Following graduation from the intensive outpatient program the patient is prescribed naltrexone. The patient is monitored weekly over the next two months. If the patient experiences 2 or more heavy drinking days during this period and is nonadherent then the patient’s medication is augmented by CBI. If the patient experiences 2 or more heavy drinking days during this period and is adherent then the patient’s medication is switched to acamprosate.If the patient is able to make the entire 2 months with 1 or no heavy drinking days then the patient is continued on naltrexone and the patient is provided telephone disease management.
What is a sequential multiple assignment randomized trial (SMART)?
These are multi-stage trials; conceptually a randomization takes place at each stage.
Goal is to inform the construction of a dynamic treatment regime.

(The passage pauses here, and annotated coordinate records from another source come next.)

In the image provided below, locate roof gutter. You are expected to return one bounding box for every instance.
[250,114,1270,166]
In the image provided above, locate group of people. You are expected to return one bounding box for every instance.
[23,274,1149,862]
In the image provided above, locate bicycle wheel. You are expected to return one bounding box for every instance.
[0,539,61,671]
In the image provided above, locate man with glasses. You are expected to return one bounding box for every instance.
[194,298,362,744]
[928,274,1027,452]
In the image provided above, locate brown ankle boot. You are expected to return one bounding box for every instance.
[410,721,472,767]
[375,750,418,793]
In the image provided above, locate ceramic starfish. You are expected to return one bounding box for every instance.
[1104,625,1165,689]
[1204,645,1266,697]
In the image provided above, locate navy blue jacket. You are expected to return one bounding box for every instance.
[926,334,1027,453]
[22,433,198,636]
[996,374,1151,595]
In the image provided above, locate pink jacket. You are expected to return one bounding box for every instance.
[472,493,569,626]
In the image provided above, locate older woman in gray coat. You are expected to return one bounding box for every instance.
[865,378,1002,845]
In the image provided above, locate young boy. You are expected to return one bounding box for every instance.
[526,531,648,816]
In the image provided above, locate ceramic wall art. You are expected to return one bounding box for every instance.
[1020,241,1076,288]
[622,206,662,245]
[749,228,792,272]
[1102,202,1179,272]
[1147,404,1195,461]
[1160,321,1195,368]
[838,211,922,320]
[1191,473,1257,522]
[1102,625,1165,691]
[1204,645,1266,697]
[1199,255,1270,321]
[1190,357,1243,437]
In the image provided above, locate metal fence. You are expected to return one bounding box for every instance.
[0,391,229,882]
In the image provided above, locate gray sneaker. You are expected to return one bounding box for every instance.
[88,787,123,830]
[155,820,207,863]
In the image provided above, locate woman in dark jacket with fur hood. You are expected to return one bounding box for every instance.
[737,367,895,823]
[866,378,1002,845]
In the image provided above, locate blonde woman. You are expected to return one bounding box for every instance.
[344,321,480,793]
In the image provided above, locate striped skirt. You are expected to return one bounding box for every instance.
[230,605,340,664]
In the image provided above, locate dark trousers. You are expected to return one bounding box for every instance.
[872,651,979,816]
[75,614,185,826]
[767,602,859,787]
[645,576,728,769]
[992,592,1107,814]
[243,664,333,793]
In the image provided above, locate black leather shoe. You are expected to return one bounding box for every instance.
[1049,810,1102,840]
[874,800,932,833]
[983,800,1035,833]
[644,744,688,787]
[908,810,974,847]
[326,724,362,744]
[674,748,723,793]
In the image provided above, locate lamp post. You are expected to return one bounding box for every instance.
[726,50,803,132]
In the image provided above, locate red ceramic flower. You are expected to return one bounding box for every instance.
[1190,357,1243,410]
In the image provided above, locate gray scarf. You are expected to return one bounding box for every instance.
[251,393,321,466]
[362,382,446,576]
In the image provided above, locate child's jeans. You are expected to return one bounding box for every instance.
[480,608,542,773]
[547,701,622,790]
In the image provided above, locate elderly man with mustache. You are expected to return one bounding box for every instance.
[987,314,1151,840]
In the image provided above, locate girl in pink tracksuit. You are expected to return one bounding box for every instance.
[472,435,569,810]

Negative synergies: An initial treatment may produce a higher proportion of responders but also result in side effects that reduce the effectiveness of subsequent treatments for those that do not respond. Or the burden imposed by this initial treatment may be sufficiently high so that nonresponders are less likely to adhere to subsequent treatments.
Positive synergies: A treatment may not appear best initially but may have enhanced long term effectiveness when followed by a particular maintenance treatment. Or the initial treatment may lay the foundation for an enhanced effect of subsequent treatments.
When evaluating and comparing initial treatments we need to take into account the effects of the secondary treatments thus SMART
Subjects who will enroll in, who remain in or who are adherent in the trial of the initial treatments may be quite different from the subjects in SMART.
Why not use theory, clinical experience and expert opinion to construct the dynamic treatment regime and then compare this regime against an appropriate alternative in a confirmatory randomized trial?
The alternative may be the same regime but with one component altered.